The third commentary in this week’s symposium on Katharine Millar’s Support the Troops: Military Obligation, Gender, and the Making of Political Community, from Cian O’Driscoll. Cian is Associate Professor in the Department of International Relations at Australian National University. His principal area of research is the intersection between normative international relations theory and the history of political thought, with a particular focus on the ethics of war. His published work examines the development of the just war tradition over time and the role it plays in circumscribing contemporary debates about the rights and wrongs of warfare. These themes are reflected in his two monographs: Victory: The Triumph and Tragedy of Just War (Oxford, 2019) and The Renegotiation of the Just War Tradition (Palgrave, 2008). Cian has also co-edited three volumes and his work has been published in leading journals in the field, including International Studies Quarterly, the European Journal of International Relations, the Journal of Strategic Studies, the Journal of Global Security Studies, Review of International Studies, Ethics & International Affairs, and Millennium. He was the Principal Investigator on an ESRC project entitled Moral Victories and was a 2019 ISRF fellow. Cian is also currently the Chair of the International Ethics section of the International Studies Association.

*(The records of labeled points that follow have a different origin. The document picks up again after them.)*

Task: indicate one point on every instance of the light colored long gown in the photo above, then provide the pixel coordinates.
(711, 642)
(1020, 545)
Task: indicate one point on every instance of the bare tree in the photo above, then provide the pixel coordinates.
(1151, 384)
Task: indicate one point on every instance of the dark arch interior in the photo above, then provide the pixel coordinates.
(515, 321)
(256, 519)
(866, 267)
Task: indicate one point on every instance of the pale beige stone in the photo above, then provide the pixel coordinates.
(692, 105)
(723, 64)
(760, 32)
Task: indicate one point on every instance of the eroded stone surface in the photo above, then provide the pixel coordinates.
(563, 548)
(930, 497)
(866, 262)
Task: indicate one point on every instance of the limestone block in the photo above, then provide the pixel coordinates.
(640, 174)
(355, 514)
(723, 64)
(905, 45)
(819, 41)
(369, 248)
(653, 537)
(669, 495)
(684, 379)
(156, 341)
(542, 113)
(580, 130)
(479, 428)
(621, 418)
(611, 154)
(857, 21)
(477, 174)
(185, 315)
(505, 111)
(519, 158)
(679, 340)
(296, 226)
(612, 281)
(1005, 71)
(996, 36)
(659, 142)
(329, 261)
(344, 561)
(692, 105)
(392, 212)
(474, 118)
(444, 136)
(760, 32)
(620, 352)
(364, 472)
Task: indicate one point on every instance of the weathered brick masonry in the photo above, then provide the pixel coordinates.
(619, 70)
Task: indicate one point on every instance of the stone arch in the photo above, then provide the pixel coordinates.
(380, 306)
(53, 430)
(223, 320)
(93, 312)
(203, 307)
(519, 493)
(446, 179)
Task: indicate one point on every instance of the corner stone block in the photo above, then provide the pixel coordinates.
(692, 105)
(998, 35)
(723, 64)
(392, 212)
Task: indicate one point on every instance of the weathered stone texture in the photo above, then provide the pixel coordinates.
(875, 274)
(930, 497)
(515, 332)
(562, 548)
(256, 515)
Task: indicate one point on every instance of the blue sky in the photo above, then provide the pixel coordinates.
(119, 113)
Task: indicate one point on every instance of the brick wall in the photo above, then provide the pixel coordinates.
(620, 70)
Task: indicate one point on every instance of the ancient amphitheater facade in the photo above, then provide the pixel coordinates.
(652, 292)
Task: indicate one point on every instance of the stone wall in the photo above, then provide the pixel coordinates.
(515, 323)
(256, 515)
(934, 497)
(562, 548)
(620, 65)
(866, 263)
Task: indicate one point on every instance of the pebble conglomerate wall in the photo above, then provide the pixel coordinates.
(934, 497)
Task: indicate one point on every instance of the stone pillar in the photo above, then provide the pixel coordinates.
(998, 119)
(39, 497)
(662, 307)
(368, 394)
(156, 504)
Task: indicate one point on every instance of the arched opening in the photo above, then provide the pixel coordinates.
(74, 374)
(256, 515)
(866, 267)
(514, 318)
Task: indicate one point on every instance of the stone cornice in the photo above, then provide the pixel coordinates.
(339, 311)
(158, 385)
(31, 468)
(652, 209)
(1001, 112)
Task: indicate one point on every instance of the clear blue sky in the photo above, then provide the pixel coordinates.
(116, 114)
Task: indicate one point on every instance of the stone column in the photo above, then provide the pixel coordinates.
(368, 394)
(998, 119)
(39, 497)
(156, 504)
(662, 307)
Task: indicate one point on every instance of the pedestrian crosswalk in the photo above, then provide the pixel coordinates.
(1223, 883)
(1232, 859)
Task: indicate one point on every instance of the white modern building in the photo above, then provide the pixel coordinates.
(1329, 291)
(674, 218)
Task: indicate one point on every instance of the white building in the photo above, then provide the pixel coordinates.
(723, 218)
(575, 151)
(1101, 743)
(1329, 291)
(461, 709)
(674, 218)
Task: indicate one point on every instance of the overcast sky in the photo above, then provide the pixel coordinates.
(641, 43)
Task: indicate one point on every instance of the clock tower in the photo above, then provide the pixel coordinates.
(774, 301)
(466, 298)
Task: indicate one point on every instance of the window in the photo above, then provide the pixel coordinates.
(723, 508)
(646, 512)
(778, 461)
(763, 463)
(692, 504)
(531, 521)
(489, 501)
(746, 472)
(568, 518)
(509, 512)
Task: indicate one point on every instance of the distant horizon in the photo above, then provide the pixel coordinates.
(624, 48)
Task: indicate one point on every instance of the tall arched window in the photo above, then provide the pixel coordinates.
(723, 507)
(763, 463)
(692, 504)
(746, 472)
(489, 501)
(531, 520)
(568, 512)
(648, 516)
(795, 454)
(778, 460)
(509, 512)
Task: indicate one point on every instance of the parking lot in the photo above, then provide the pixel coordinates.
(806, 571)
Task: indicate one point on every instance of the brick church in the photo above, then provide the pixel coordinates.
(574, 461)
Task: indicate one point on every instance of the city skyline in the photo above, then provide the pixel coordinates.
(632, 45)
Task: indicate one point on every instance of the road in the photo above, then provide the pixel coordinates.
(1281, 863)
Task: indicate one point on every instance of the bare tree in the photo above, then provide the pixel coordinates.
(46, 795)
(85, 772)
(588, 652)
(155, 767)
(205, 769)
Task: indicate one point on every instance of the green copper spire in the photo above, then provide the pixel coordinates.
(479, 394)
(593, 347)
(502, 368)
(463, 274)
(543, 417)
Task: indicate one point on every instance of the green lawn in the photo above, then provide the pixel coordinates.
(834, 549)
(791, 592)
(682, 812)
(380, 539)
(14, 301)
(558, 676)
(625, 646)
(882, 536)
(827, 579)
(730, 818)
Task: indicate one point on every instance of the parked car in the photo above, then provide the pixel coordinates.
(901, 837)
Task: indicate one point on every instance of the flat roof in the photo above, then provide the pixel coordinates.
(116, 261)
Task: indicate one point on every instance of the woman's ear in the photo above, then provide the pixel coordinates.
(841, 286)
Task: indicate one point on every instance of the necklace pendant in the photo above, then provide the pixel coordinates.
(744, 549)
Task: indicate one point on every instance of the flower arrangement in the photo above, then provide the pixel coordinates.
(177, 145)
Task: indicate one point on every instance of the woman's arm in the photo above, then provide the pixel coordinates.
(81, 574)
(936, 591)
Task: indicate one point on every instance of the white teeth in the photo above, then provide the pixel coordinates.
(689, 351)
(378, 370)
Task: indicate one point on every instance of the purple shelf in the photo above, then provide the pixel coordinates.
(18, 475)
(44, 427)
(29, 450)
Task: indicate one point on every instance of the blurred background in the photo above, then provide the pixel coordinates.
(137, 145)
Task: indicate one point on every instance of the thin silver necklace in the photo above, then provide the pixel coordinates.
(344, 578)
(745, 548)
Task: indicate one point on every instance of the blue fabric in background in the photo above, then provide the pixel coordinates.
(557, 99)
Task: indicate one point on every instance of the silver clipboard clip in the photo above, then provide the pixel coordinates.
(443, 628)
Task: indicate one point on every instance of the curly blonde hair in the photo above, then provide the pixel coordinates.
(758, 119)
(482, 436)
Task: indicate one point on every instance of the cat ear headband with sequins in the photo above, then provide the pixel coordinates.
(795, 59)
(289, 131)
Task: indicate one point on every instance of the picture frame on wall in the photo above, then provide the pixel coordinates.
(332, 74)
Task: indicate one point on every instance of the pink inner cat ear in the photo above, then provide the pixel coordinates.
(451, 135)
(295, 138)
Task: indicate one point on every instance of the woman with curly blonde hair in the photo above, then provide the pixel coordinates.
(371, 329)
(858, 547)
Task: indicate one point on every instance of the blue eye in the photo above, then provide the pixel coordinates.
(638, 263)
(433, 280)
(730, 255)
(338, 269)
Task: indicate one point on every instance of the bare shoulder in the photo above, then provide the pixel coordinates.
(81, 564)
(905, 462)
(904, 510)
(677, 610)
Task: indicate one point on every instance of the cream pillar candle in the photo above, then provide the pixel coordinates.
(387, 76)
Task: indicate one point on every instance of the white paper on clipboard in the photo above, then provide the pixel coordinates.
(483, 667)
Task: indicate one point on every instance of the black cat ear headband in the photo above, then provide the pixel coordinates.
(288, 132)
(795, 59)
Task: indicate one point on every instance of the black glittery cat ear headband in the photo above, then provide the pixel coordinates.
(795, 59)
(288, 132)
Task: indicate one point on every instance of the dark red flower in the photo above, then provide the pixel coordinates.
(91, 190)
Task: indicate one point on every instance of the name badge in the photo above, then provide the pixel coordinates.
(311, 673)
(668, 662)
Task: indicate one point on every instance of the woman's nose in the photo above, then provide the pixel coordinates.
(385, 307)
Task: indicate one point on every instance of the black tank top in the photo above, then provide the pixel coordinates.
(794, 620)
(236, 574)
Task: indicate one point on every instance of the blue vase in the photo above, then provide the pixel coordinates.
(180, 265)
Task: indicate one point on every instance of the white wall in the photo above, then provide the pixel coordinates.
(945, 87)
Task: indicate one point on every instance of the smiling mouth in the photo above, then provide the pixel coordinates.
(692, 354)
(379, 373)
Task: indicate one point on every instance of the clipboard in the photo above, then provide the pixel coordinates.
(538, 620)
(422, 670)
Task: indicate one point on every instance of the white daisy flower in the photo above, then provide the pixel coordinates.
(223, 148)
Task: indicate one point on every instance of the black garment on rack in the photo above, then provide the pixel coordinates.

Kate Millar’s Support the Troops is one of those books that leads you to look at the world in slightly different way than you did before. It offers a very rich account of how the StT discourse mobilises and sustains a very particular vision of civil-military relations—with implications for how we understand the nature of the modern liberal democratic state. I won’t summarise the book here, however, or even engage it in any direct way. Rather, what I want to do is think with it, extend it, and use it as a generative platform from which to reflect on four matters that are perhaps best described as orthogonal to Millar’s interests.
Seeing Both Sides
The first is the story of Willie Dunne. We don’t really meet anyone like Willie Dunne in Support The Troops, primarily because he’s fictional, after a fashion, but also because he doesn’t (straightforwardly) come from the US or the UK, which are the main sites for Kate’s analysis. Dunne, you see, is a character in Sebastian Barry’s celebrated novel about Irish soldiers serving in the British Army in World War One, A Long Long Way.
Though fictional, Dunne’s story is rooted in the history. Dunne was one of 200,000 Irishmen—many of them of green, nationalist background—who responded to the call made in August 1914 by John Redmond, the leader of the Irish Parliamentary Party in Westminster, for the men of Ireland to fight for the British Army in Europe. “I say to the government that they may withdraw every one of their troops from Ireland,” Redmond had declared. “I say that the coast of Ireland will be defended from foreign invasion by her armed sons, and for this purpose armed nationalist Catholics in the south will be only too glad to join arms with the armed Protestant Ulstermen in the North.”[i] Over 30,000 Irishmen would subsequently die on the Western Front in the service of the British Army. Dunne would not die in Flanders; a different fate awaited him. He would be among the soldiers who happened to be home on furlough in Dublin in April 1916—a significant date in Irish history. In the wrong place, at the wrong time, he found his leave terminated early, as he was redirected by the Crown to Dublin City centre to put down by force what would later come to be known as the Easter Rising.